As the first quarter is nearing an end, the State Bank of Vietnam (SBV) has bought a volume of foreign exchange worth billions of U.S. dollars, equal to the total sum of last year, an unprecedented record in a three-month period. The volume of Vietnam dong pumped into the market to buy the greenback since early this year has surpassed the VND100 trillion mark, which forces the central bank to re-open the treasury bill channel to withdraw money. On the Interbank market, overnight interest rate of the dong and other rates applicable to short terms have gone down compared with earlier this year with the overnight rate removed from the annual 4%-5% peak that has been established for months. This rate is ranging between 3.1% and 3.2% per year.
Widening savings rates
Commenting on the real estate market, Nguyen Hoang Minh, vice director of the SBV HCMC Branch, says in recent months, loans extended to realty developers have apparently been slower, which may means estate supplies are going to shrink. Minh says estate firms in HCMC no longer have as many as realty projects as they used. In addition, more stringent ownership transfer procedures which take more time to complete is to a certain extent dampening the estate market.
Although banks have tightened their credit for estate developers and traders, they are still take it easy for individual homeowners. Credit for livelihood, mainly used to own houses to live in, of the entire banking system has amounted to VND1.41 quadrillion, accounting for over 19.5% of the total outstanding debt. It is understandable why banks have favored individual home ownership as this segment is safer than credit for estate developers.
From this standpoint, when banks’ output is focused on individual customers because of higher lending rates, it is more likely that credit institutions will keep their deposit interest rates at the current rates to sustain their capital mobilizing pace. Deposit rates will therefore not be likely to fall.

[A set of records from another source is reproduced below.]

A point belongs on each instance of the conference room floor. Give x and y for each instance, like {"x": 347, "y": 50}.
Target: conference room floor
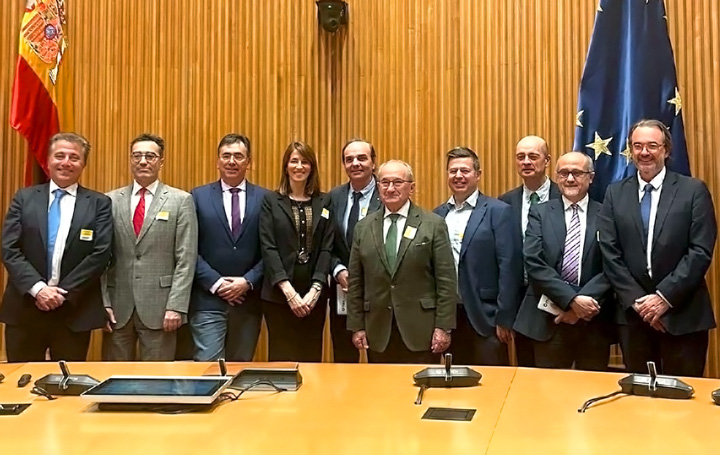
{"x": 361, "y": 408}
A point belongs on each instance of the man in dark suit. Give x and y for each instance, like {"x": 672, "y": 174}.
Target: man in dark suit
{"x": 351, "y": 202}
{"x": 657, "y": 234}
{"x": 225, "y": 307}
{"x": 488, "y": 260}
{"x": 56, "y": 244}
{"x": 403, "y": 290}
{"x": 567, "y": 311}
{"x": 531, "y": 161}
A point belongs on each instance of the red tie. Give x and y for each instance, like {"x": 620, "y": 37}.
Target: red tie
{"x": 139, "y": 215}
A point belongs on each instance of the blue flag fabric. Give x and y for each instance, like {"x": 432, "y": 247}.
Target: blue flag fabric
{"x": 629, "y": 75}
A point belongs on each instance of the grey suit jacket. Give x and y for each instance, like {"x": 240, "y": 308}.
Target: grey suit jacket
{"x": 154, "y": 271}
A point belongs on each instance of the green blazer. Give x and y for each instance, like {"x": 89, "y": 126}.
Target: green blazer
{"x": 421, "y": 293}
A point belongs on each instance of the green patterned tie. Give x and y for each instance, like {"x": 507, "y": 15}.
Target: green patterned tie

Bankers say it is not easy for interest rates to drop due to not only difficulties in output but also competition among themselves. Some banks which are still grappled with a high rate of real bad debt and whose credit mostly serves a limited clientele need to have stable input of capital mobilization to ensure their liquidity. They would not therefore cut their deposit rates. The above situation makes the gap of deposits of the same term offered by different banks ever larger. One bank offers an annual 6.5% rate for six-month deposits while another gives a 8% rate. The 1.5% margin is way too big. So, capital will be drawn to banks offering higher rates.
In order not to fall behind in the race for capital mobilization, a host of banks have had to raise their deposit rates. This means interest rates will not go down in the short term.
Possible scenario of a lower rate
Last year, credit growth was merely shy of 14% while public investment failed to disburse all its allocation. However, gross domestic product (GDP) growth soared to 7.08% due to the inflow of foreign direct investment (FDI). This year’s foreign investment sector’s growth, viewed from statistics released by the General Statistics Office, would not be as high as last year. Specifically, the key manufacturing industry, electronics, posted a growth rate of only 5.2% versus 38.3% in the same period last year. Cell phone production fell by 7.6%. This fall was expected as Samsung changed its plan to reduce production in Vietnam. However, other industries—such as mining, motorized vehicle production and textile and garments have sustained a relatively high growth rate. The only exception is agricultural production and agricultural export which generated a slower-than-expected rate.
The GDP rate of the first quarter is projected by the Ministry of Planning and Investment at 6.5%, a rise way below assumption of both the Government and the business circle.